Accelerate and advanced ageing is a risk factor for healing
Aged subpopulations frequently demonstrate chronic non-healing wounds, and their impaired WH is a major medical care issue [35]. Individuals experiencing accelerated ageing, for example, in the case of Down syndrome or progeroid syndromes are also at great risk for slowed down and impaired wound healing [11, 24]. There are evident alterations at any stage of the healing process in aged individuals. Hence, they demonstrate an altered inflammatory response characterised by sustained elevation of proinflammatory cytokines such as IL-6 and TNFα and by declined levels of growth factors. This combination leads to high levels of TGF-β that may play a role in transforming wounds from acute to chronic ones by inhibiting the reepithelialisation [35]. Accelerated and advanced ageing is also associated with slowed macrophage and T cell infiltration to the wound area and reduced macrophage function [36, 37]. Contextually, aged mice demonstrate severe neutrophils depletion shown to delay wound closure [38].
Disturbed microcirculation and hypoperfusion characteristic for ageing skin contributes to the impaired inflammatory response and hinders the physiologic angiogenic phase in the overall WH [39].
Another characteristic of the ageing skin is a strongly reduced ECM production and overexpressed MMPs, especially MMP-2 that collectively leads to impairments in the remodelling phase [40, 41].
Sex hormones have a role in the physiologic wound healing. Further, there are gender-dependent particularities in WH of aged individuals: healing of acute wounds in aged males is significantly slower compared to this in aged females, due to positive regulatory effects of oestrogen in the WH [42].

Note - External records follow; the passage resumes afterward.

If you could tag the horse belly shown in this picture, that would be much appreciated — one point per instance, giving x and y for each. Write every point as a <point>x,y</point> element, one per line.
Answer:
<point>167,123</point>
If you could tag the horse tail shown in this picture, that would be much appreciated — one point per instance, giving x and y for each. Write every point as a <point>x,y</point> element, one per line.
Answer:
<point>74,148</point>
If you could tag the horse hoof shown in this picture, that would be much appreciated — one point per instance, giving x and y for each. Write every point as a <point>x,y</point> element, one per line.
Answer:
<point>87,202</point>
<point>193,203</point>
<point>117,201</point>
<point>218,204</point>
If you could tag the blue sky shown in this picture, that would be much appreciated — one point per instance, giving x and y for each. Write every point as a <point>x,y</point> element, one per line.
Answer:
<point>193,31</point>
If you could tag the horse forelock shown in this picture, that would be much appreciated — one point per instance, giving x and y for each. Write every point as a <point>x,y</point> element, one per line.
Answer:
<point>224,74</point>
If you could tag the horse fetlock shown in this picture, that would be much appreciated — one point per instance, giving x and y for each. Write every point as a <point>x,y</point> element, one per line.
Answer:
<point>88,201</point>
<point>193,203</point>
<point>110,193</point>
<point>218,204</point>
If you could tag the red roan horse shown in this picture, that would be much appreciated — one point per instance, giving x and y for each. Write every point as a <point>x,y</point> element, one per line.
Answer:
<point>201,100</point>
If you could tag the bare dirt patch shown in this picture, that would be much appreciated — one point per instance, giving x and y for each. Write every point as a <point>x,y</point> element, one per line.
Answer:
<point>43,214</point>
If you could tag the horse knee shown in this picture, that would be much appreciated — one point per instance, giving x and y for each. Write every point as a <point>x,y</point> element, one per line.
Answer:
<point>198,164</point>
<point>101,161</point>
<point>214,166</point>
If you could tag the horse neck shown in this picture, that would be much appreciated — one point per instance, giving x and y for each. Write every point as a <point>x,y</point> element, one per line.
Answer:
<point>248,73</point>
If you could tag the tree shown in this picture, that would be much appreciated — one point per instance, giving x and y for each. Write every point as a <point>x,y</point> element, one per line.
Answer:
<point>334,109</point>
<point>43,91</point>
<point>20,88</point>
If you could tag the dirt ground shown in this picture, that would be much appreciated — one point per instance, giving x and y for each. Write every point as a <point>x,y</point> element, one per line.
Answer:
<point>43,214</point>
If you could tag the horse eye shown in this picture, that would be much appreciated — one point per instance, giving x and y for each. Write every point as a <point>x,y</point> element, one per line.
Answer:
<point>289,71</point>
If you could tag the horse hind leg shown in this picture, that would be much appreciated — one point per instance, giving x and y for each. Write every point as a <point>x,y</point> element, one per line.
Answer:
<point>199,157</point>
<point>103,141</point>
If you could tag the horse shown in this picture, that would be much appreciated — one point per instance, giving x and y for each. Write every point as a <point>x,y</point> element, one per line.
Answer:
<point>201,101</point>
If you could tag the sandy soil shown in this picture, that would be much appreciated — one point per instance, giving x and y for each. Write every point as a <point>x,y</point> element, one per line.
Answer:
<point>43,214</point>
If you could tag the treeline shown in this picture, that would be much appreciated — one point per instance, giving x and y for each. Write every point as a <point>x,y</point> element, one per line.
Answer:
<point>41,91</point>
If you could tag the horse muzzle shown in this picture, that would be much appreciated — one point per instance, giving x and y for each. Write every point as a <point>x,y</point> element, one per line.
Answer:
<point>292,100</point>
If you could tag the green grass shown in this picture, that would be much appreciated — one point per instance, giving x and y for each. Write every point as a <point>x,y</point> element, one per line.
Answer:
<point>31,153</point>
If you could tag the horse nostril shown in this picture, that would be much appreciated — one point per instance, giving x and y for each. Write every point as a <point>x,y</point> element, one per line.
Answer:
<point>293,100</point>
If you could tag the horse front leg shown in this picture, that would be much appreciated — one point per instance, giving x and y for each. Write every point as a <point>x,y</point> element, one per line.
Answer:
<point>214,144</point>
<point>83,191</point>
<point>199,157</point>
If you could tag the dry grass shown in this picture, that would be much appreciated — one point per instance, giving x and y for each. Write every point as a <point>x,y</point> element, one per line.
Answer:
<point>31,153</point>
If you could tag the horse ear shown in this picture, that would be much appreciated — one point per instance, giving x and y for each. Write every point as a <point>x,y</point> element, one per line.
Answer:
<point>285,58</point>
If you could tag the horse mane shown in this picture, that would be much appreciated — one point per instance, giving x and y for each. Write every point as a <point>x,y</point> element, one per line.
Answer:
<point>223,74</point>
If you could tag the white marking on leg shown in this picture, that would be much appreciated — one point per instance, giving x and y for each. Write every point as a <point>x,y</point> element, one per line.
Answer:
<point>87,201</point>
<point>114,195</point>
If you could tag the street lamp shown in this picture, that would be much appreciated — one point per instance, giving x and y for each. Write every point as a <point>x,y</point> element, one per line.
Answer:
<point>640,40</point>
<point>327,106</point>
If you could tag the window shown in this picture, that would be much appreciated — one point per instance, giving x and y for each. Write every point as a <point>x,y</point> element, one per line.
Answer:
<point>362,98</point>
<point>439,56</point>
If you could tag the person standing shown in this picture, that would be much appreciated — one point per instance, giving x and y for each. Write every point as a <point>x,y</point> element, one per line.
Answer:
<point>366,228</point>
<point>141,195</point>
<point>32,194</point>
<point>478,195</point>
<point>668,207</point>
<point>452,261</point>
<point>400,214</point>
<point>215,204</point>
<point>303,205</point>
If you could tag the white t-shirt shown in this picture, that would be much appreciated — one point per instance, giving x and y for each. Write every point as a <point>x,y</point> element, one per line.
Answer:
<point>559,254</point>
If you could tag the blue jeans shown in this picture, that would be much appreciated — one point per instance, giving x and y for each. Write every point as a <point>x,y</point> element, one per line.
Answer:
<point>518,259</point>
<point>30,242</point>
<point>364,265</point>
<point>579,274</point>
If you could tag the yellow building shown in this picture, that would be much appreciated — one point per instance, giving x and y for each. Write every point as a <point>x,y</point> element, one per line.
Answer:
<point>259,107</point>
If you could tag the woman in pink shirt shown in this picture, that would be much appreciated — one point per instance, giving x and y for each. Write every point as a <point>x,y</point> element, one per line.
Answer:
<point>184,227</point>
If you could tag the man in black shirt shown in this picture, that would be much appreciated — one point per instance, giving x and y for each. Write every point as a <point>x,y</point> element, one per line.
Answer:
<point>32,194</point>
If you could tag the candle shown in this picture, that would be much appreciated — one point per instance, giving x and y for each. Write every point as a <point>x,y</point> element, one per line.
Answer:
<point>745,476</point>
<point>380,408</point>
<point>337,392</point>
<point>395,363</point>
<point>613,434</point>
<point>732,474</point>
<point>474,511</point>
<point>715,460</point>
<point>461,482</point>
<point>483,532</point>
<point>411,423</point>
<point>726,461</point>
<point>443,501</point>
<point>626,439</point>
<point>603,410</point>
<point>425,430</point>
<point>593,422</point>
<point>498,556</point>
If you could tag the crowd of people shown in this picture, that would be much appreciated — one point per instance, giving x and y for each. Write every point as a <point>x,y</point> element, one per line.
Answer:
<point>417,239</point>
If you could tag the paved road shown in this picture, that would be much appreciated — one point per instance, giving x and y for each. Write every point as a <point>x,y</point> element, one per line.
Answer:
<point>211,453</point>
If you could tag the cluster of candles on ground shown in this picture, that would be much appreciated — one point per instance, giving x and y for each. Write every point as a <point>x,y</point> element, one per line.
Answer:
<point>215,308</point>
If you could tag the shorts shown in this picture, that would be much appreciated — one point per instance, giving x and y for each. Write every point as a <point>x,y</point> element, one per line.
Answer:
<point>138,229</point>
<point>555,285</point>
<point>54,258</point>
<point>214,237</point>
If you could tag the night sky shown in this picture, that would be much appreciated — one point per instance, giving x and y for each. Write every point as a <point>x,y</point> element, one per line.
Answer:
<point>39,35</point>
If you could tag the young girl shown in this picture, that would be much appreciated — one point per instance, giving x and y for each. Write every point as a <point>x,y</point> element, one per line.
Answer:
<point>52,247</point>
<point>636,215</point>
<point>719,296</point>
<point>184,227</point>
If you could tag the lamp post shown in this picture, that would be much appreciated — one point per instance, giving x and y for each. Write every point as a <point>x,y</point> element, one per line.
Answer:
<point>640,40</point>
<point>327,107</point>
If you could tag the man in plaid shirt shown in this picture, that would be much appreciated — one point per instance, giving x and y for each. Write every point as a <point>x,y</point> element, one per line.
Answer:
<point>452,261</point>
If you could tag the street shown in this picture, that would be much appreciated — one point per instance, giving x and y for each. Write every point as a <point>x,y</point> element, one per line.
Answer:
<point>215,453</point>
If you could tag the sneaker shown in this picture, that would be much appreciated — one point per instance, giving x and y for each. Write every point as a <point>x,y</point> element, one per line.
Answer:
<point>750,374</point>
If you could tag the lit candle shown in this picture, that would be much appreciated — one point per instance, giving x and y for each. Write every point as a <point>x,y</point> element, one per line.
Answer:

Lifestyle related modifiable risk factors
Psychological stress modulates healing processes
Psychological stress demonstrates strong modulating effects towards WH by influencing mood, behaviour, and health condition of the affected individual. Issue-dedicated studies demonstrated its adverse effects on wound healing [43, 44]. Stress reduces the levels of the pro-inflammatory cytokines IL-1β, IL-6, and TNFα at the wound site. It also reduces expression levels of cytokine IL-1α and chemoattractant IL-8 and, consequently, interferes with the well-regulated inflammatory phase of the physiologic wound healing [45,46,47,48]. Some of the detrimental effects of stress on WH may be due to upregulated glucocorticoids suppressing immune cell proliferation and decreasing production of IL-1α, IL-1β, and TNFα cytokines at the wound site [49, 50]. Further, stress leads to dysregulation of MMP-9 and MMP-2 levels at the wound site [51,52,53]. Although indirectly, stress is frequently associated with harmful habits such as cigarette smoking, inappropriate alcohol consumption and imbalanced nutrition—each of them adversely affects physiologic wound healing as demonstrated in detail below [54, 55].
Smoking strongly impairs wound healing
Smoking demonstrates detrimental effects on physiologic wound healing. Amongst over 4000 substances detected in tobacco smoke, several ones negatively impact healing processes [56]. To this end, nicotine strongly promotes vasoconstriction leading to disturbed microcirculation that negatively impacts WH [56, 57]. Further, smoking attenuates the inflammation phase by impairing white blood cell migration, reducing neutrophil bactericidal activity, and depressing IL-1 production [56, 58]. The proliferative phase is impaired by the reduced fibroblast migration and proliferation in addition to the downregulated collagen synthesis and deposition in smokers [56, 58]. Additionally, smoking disrupts epithelial regeneration and normal angiogenesis and decreases ECM production [56]. Overall, smokers show delayed wound healing, increased frequency of wound healing complications and wound dehiscence compared to non-smokers [56, 59, 60].
Inappropriate alcohol consumption is linked to non-physiologic healing processes
Moderate alcohol consumption demonstrates some protective effects against cardiovascular disease [61,62,63] which might be beneficial for WH as a whole. In contrast, inappropriate alcohol consumption may have strong adverse effects on an individual response towards an acute and chronic injury. Alcohol has been shown to play a role of immunomodulatory agent: acute alcohol consumption has inhibitory effects on the release of pro-inflammatory cytokines, while chronic alcohol consumption lead to a significantly prolonged response of inflammatory cells [64]. In experimental models, binge drinking before trauma resulted in attenuated levels of TNFα, IL-1, and IL-6 [65]. In human alcoholics, the levels of the immunosuppressive cytokine IL-10 were significantly increased over those in non-alcoholic individuals after major surgical intervention [66]. Alcohol consumption is also linked to the reduced T cell proliferation capacity important for the physiologic WH [67, 68]. Relevant murine models demonstrate that acute alcohol consumption decreases the expression of VEGF receptors and reduces nuclear expression of HIF-1α in endothelial cells, thereby affecting angiogenesis and the proliferative phase of wound healing [69, 70]. There are also studies showing that inappropriate alcohol consumption has an adverse effect on the physiologic reepithelialisation and collagen production [69,70,71,72].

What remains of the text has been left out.